Qualities such as a high tolerance for risk and failure, a diverse skill set, a willingness to learn, adaptability, and a passion to engage fellow employees, are what corporations are seeking in a contemporary leader, according to the Deloitte report. But does this set of leadership qualities favor women leaders?
According to an in-house study conducted by Caliper, women leaders are, “more assertive and persuasive, have a stronger need to get things done and are more willing to take risks than male leaders.” The results of the Caliper study also emphasized that women leaders set a new standard of executive leadership by infusing qualities such as empathy, flexibility, and strong interpersonal skills. Is this blending of more traditional leadership qualities and new traits encouraging more women to seek leadership roles?
The answer would seem to be yes, according to Alice Eagly’s work at Northwestern university. She noted, “Cultural stereotypical leadership roles are changing to incorporate more culturally feminine aspects, without losing the culturally masculine aspects.” Professionally, Eagly explained, this is helpful to women, because social skills are being incorporated into the expectations of a leadership role.
“Women do well with an androgynous mix of culturally masculine and feminine behaviors,” Eagly said. “It’s often possible to do both—be assertive while maintaining consideration of others. I think that female leaders/managers often offer a mix of masculine and feminine behaviors, and can be accepted with an appropriate mix. So it’s not a matter of masculine or feminine behavior.”
However, finding the right balance between assertiveness and approachability is critical for female leaders.
Eagly continued, “At higher levels, women are in the minority as leaders everywhere, but there is gradual change overall toward more women in leader roles. We know that in more culturally feminine fields (education, social work, healthcare, community groups) women are relatively more successful and accepted as leaders. In more culturally masculine fields such as business and finance, and especially in highly male-dominated roles, women are less successful as leaders and encounter more prejudice,”
Why? It’s simple, she explained. It is because where expectations are for more masculine behavior and for the presence of men; women are distrusted more and accorded less respect and liking.
What does this mean for the future of female leaders?
Caliper’s research suggests that as the perception of effective corporate leadership evolves, women already possess the qualities required to succeed. There is no doubt we are making progress, but why aren’t we seeing this translate into a bigger increase in the number of women at the executive level?
The acceptance of female leaders rests mostly in the ability of both genders to swap stereotypical gender-specific behaviors and progress as gender-neutral leaders. Women do not necessarily need to alter their leadership style to fit the mold, but rather the system as a whole needs to be adapted to different forms and styles of leadership.

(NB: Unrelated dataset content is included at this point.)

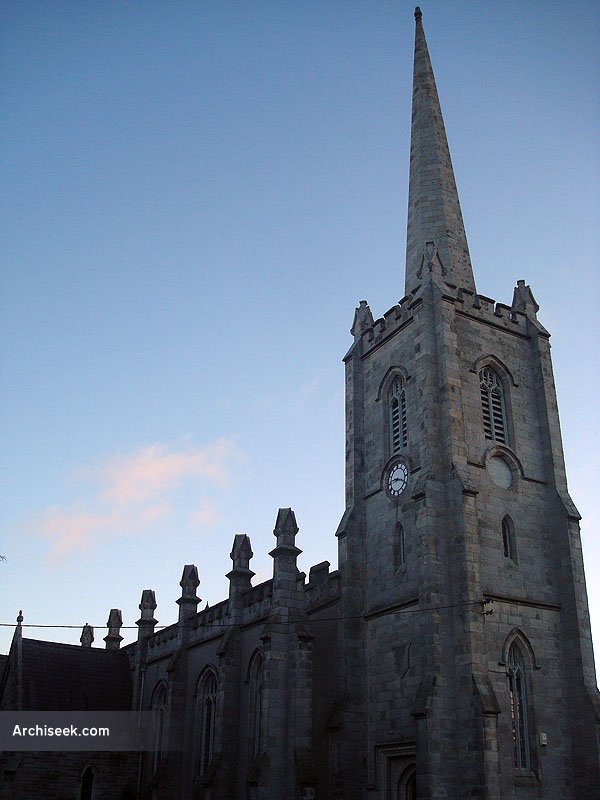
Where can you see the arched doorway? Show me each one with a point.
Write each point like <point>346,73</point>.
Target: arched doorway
<point>407,784</point>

Susan T. Fiske, Princeton University’s Professor of Psychology and Public Affairs, puts forward a potential approach suggesting that we supercede gender based behaviors with a more neutral humanistic approach. She said, “When CEOs of any gender show their human side, they display worthy intentions toward others, whether employees or consumers and clients. Respect depends on competence, but liking depends on warm and trustworthy intentions toward others. People will forgive a lot if the leader’s intentions are honest and good.”
Fiske explained that the idea that leadership qualities typically applied to men, are effective when demonstrated by women. Furthermore, women’s more democratic and inclusive behavior is equally effective when performed by men. This observation makes a strong case for more gender balanced leadership styles adopted by both men and women.

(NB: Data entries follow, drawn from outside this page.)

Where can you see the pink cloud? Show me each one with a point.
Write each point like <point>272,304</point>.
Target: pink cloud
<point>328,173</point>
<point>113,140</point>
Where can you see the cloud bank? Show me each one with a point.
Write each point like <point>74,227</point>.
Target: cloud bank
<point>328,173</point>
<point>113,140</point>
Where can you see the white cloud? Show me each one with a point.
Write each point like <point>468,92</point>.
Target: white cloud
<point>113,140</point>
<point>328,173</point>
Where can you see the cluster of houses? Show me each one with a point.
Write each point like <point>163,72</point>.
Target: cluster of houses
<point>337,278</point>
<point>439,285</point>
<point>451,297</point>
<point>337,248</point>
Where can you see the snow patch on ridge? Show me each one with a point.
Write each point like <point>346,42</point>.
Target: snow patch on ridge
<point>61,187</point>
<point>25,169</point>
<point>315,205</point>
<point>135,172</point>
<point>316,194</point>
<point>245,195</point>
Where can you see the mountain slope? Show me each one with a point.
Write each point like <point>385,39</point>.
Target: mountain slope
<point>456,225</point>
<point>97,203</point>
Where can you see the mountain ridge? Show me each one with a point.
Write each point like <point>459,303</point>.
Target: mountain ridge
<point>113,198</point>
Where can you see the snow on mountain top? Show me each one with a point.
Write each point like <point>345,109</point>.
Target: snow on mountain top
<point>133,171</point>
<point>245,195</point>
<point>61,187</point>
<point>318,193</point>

“If it becomes clear that gender balance is integral to the business model (e.g., because half the clients are female), then subordinates invest more seriously,” said Fiske, who has done extensive research on the subject for her soon-to-be-released book, The HUMAN Brand. She continued, “Better than education is interdependence, working together for shared goals.”
Success shared by both men and women leaders, in non-gender defining roles, will aid in combating gender dynamics and perceptions at the executive level. If this happens, ideas about women in leadership will inevitably continue to change and evolve.